Tesla Stock Suffers Steepest Drop of 2026 on Disappointing Q1 Delivery Report
- Sara Montes de Oca

- 2 days ago
- 2 min read
Tesla shares slid more than 5% on Thursday — their worst single-day decline of the year — after the company's first-quarter delivery and production report came in below analyst expectations, adding another chapter to what has been a prolonged period of underperformance for the electric vehicle maker.
Tesla delivered 358,023 vehicles in Q1 2026, falling short of the analyst consensus estimate of 370,000 deliveries and the company's own internal estimate of 365,645. Production for the quarter came in at 408,386 vehicles.
While deliveries improved 6% compared to the same period a year ago — when the company reported 336,681 deliveries — the miss against forecasts reignited concerns about demand softness and the company's near-term trajectory. Tesla's stock is now down 20% for the year through Thursday's close.
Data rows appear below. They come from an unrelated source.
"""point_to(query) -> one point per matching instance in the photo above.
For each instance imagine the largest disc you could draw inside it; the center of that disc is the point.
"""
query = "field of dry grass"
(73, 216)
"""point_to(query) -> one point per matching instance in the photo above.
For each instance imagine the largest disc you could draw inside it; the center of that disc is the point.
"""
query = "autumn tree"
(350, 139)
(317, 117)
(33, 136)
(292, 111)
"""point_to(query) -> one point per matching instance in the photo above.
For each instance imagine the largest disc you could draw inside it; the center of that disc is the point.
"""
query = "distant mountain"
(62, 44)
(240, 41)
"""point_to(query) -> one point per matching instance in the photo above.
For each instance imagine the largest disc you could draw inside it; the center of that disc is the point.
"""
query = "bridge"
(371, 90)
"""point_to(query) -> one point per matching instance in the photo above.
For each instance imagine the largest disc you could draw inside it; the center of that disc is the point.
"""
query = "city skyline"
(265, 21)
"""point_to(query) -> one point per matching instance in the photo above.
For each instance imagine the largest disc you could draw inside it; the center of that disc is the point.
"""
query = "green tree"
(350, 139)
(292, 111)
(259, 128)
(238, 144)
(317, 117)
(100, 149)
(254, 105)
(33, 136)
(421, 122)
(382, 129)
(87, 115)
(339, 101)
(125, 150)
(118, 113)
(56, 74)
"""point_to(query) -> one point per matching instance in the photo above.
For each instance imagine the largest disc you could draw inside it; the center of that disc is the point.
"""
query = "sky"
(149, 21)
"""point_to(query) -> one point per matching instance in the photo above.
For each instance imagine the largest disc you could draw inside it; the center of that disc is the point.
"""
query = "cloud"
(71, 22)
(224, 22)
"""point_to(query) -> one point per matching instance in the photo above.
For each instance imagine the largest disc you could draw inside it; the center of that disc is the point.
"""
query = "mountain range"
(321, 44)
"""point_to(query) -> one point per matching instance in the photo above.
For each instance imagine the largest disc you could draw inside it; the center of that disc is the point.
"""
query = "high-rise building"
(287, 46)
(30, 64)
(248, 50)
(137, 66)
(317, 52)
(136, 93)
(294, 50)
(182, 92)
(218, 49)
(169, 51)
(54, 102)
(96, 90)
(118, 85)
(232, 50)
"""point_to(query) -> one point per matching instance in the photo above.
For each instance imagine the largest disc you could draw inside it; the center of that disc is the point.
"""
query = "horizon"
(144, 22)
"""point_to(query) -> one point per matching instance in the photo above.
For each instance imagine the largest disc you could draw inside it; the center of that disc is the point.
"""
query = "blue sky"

The Model 3 sedan and Model Y SUV continued to carry the company's sales volume, accounting for 341,893 of the quarter's deliveries and representing 97% of Tesla's total output.
That concentration has grown more pronounced since Tesla announced in January that it was ending production of its flagship Model S and X vehicles.
The Fremont factory lines where those vehicles were assembled will now be repurposed to build Optimus humanoid robots, signaling how dramatically CEO Elon Musk has shifted his strategic priorities away from conventional automotive revenue.
Analysts at William Blair flagged particular concern over weakness in Tesla's energy storage business, which deployed just 8.8 gigawatt hours of battery systems in Q1 — down sharply from the record 14.2 GWh in Q4 2025 and below the 10.4 GWh deployed in Q1 2025.
The energy segment had become a critical growth narrative for Tesla bulls, making the miss harder to absorb. The firm noted it was "confused as to what happened with supply this quarter," and said the explanation of lumpy customer timing did not fully account for the magnitude of the decline.
The broader backdrop for Tesla remains challenging. The company has recorded annual delivery declines for two consecutive years, driven by a mix of increased global competition, the September 2025 expiration of the $7,500 federal EV purchase incentive, and a consumer backlash tied to Musk's political activities.
Tesla's automotive gross margins and supply chain dynamics will be closely scrutinized when the company reports full Q1 earnings on April 22. One notable countertrend: sales of used electric vehicles have increased since the U.S.-Iran war began in late February, as elevated oil prices have pushed some consumers toward electrification — though whether that tailwind is sufficient to move the needle on Tesla's top line remains to be seen.